Apply In:: Other (See Description)

Carrier:: Verizon

Requires Root:: Yes

Android Version:: 4.2.2 (JB)

Source:: 
Ever since I have been running AOKP on my galaxy note 2 it always seems to revert back to global roaming within a couple of hours or after a reboot. now you have to understand how frustrating this can be because I'm only on 4G for a while and then all of a sudden I get no signal. So I've come to this forum to see if I can find a solution to this I'm currently running the latest radio and the latest build of jelly beans 16 but I love AOKP and want to go back. if you need any more details are any specifications let me know and I'll be as detailed and specific as I can. thanks in advance for any help.
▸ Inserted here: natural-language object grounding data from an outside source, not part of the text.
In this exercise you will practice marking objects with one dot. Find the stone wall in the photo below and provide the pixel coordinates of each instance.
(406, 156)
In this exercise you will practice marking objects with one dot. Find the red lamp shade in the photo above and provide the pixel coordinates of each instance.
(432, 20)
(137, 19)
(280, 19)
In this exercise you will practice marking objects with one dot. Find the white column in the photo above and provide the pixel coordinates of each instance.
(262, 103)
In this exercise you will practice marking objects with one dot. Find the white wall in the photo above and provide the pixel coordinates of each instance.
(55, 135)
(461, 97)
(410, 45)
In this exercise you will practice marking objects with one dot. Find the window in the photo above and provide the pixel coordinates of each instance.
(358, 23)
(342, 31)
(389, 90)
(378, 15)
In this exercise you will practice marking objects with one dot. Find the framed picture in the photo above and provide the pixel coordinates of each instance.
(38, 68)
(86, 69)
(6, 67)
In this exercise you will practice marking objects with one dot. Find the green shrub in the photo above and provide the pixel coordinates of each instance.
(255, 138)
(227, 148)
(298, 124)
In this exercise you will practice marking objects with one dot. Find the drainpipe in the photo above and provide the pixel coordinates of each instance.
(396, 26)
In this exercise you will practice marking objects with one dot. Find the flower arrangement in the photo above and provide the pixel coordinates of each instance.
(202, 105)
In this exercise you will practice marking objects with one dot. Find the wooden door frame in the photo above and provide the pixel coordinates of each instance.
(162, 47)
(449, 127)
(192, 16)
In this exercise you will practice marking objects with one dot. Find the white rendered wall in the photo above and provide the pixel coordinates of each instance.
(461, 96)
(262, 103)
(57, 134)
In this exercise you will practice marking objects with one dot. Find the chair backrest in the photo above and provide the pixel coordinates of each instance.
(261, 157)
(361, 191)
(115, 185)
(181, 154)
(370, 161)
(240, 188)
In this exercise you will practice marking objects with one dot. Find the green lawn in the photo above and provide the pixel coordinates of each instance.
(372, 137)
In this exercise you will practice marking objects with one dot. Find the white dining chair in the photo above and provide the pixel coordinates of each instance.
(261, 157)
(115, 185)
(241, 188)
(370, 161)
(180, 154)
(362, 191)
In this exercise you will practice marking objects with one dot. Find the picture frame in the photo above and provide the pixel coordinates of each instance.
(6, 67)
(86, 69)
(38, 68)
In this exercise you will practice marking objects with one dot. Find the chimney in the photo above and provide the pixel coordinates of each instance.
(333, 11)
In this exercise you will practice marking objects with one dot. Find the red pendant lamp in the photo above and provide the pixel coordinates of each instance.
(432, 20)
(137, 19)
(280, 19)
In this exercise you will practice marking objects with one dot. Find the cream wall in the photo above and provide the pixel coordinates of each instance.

I'm new here at usually go to XDA or Android Central but my post there has been ignored for some reason


----------



## DXjunkie (Jun 19, 2011)

You need to ask/ post this question in general discussion, questions.
But as far as I know, 4.2.2 (pure AOSP) ROMs are not fully compatible yet to the NOTE 2; and will loose all touchwiz S-Pen functions.
Once you have flashed an 4.2... AOSP ROM, you'll have to revert back to 4.1.1. The simplest method would be to use Mark Skippen's program (donate version)...
"Galaxy Note Toolkit" http://forum.xda-dev...d.php?t=1923956

I would delete your post here and re-post it in the questions area


----------



## Doncerda (May 20, 2013)

I've tried this roll kit and it didn't work for my phone... That's why I used causal root method sand looking at that thread on xda this won't do anything different to my note 2 than I already have. But thanks for the reply.


----------



## Doncerda (May 20, 2013)

How do I delete this post


----------